Christine Rance Joins the Board for Girls in Tech D.C.
Meet Christine Rance, the D.C. chapter’s newest board member, who will be focused on the organization’s Mentorship program. Managing Director Baan Alsinawi, who is president and founder of integrated risk management firm TalaTek, recently caught up with Christine to talk about her interest in joining the board and helping to relaunch the local chapter. Christine also discusses why promoting women in tech in the D.C. area is so important to her. Read the full Q&A to learn more.
What interested you in joining the D.C. Girls in Tech (GIT) board and specifically in this new role?
After attending the initial kick-off for GIT DC, my interest in the organization peaked. I envisioned the challenge and opportunity of growing this organization from the ground up and I never walk away from a challenge! I know, in collaboration, that my leadership skills will be put to good use here and so I applied to the board to lead the mentorship program.
Tell us about yourself and what you hope to accomplish with GIT.
I’ll summarize myself in short: I am originally an Ohio girl and a graduate of Ohio University. Having lived across the U.S., working in large cities, both here and abroad, I settled in the Washington, D.C. metro area in 1998 – the same year I began working in tech. I’m raising a precarious almost 9-year-old daughter, and am engulfed in her world of activities and her social life. I enjoy various activities, playing tennis, theater, music and travel among many others. I aim to build a successful mentorship program for GIT D.C., meet new women and open doors for many.
Have you been involved in other leadership roles outside of work? If so, please share details and if not, why now?
Yes, specifically with my daughter’s school groups: room parenting, Girl Scout Leader and tennis coach. I’m ready both personally and professionally to take my leadership skills to a broader audience, the time is now and GIT is a welcomed opportunity.
If you were able to give advice to your 20-something self, what would that be?
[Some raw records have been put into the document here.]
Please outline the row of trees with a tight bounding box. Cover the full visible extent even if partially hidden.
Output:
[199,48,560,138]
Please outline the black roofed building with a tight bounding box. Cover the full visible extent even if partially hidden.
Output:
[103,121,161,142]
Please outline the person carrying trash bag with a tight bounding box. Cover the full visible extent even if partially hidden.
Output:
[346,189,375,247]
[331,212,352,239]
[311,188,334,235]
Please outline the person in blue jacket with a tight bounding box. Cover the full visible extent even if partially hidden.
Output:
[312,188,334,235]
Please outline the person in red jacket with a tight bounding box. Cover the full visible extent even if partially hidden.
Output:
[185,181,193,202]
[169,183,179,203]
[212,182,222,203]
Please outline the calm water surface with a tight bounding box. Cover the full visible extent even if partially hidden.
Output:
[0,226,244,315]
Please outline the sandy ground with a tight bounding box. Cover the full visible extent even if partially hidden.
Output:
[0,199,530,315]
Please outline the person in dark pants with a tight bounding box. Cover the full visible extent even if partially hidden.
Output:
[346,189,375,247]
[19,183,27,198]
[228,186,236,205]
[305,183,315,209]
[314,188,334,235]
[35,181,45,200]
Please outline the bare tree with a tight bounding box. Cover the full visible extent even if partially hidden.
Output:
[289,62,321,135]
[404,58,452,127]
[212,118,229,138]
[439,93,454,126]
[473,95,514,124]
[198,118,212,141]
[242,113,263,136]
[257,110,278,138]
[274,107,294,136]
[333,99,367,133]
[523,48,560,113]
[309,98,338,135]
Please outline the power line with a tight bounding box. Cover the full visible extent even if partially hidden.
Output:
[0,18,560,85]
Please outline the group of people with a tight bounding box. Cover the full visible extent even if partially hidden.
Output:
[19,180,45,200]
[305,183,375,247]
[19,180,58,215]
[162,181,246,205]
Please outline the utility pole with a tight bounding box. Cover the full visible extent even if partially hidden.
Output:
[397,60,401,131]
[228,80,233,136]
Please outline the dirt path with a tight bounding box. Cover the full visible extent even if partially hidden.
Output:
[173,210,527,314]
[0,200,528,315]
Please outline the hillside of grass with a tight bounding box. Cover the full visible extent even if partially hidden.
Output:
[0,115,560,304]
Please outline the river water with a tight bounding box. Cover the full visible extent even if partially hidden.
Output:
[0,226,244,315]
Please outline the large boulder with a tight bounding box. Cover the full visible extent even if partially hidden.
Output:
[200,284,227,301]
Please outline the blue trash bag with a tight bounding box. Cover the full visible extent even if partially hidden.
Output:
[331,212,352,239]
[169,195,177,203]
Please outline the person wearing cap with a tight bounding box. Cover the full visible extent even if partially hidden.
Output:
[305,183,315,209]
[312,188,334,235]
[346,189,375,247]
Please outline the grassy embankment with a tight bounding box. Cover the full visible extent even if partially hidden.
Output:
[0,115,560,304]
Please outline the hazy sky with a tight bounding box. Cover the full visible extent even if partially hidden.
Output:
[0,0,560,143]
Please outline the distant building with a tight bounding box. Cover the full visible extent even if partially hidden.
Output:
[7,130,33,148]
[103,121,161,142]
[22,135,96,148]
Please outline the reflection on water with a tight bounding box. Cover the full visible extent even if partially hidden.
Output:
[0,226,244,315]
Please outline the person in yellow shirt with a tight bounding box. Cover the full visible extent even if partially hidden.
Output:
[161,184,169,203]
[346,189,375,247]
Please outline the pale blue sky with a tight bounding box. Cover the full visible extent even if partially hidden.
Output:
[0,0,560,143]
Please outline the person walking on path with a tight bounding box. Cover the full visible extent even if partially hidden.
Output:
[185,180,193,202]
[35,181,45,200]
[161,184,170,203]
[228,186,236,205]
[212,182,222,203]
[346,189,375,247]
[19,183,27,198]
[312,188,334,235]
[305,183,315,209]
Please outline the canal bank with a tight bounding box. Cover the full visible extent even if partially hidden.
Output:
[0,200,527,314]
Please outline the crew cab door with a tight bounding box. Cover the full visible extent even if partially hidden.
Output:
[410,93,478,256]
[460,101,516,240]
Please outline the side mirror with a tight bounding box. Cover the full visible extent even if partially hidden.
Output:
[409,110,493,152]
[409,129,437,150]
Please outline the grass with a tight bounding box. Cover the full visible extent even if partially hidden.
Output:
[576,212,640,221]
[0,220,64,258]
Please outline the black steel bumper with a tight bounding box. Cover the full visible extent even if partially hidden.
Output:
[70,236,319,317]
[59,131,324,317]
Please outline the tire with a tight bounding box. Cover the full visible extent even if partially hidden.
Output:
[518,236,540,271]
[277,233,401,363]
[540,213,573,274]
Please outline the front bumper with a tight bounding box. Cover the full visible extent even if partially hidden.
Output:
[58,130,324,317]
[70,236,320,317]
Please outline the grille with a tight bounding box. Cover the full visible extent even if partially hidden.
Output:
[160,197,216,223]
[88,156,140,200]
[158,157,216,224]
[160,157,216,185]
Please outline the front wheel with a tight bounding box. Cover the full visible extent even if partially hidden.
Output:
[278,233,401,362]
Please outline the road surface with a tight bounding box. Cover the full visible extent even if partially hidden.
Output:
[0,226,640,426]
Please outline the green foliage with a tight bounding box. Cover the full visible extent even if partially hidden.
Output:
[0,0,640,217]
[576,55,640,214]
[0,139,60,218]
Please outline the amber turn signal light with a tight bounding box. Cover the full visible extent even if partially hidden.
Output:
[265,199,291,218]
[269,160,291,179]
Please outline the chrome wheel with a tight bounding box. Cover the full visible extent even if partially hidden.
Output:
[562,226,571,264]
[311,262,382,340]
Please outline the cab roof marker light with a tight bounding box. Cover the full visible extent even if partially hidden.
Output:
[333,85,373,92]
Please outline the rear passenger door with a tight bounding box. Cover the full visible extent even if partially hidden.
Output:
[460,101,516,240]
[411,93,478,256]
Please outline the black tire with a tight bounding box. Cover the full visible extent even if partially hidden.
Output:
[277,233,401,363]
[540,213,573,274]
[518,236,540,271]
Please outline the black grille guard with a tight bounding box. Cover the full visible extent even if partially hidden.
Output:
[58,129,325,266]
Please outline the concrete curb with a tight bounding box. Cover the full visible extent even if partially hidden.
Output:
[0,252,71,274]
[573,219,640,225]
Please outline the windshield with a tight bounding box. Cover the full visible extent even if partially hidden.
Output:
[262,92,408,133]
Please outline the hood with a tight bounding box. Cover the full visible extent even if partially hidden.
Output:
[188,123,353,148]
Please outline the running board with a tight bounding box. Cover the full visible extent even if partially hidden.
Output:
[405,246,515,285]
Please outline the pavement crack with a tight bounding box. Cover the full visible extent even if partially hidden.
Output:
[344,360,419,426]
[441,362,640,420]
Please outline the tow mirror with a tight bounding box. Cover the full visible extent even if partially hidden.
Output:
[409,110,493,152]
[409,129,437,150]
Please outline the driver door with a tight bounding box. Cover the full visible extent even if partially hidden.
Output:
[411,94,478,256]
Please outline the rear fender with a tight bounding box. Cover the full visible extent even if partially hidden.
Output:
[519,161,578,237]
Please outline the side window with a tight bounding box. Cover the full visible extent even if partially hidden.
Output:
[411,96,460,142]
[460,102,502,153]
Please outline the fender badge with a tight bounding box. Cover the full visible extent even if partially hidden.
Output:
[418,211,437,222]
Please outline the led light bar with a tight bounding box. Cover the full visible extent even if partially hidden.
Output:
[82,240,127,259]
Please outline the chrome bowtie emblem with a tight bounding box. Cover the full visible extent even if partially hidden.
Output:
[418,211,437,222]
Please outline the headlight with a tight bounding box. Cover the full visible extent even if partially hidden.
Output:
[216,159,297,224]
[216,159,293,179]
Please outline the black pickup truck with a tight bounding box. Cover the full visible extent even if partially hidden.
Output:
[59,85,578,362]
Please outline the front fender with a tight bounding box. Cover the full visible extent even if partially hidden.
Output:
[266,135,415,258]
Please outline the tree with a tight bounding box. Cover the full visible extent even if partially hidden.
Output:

Good question. I often ask myself this question with the same resulting theme: You are good enough and you have what it takes – take the chance. All too often we find ourselves running from what we really want because we are afraid of failure or are concerned with how others will perceive us. Failure is a key component of success, but no one ever tells us that, so best to remain focused and work hard, but please do not believe you cannot do it, because you absolutely can!
What do you love most about working in the tech world? What do you dislike the most?
Working in tech came to me in a somewhat haphazard way. I thought working in tech was all about computer science and coding. I was surprised and happy to find out that it was/is much more than just that. Working in the tech world does not mean a degree in computer science necessarily – law, business, marketing and product management degrees and the list goes on for roles that are just as exciting in the tech world. The opportunities are endless and the best part of it all is that we are able to define our roadmap as we weave our way through the landscape – that is what I most love about working in technology.
What do you believe is the biggest hurdle women face in pursuing a career in technology? How can your role with GIT help address these hurdles?
Getting a seat at the table. As a participant at the table, I find increasingly women represent less than 2% of attendees. We need a girls club, like the good ‘ole boys club, to support and lift each other up as the era of inequality still exists, and speaking up to be heard continues to be a concern of women as the resulting perception is not always favorable. I am hopeful that my role with GIT DC will provide girls who are interested in a career in tech with the skills they will need to identify, manage and overcome inequality, have the voice in the meeting, speak up and be provided the accolades when deserved, even one victory is a step in the right direction.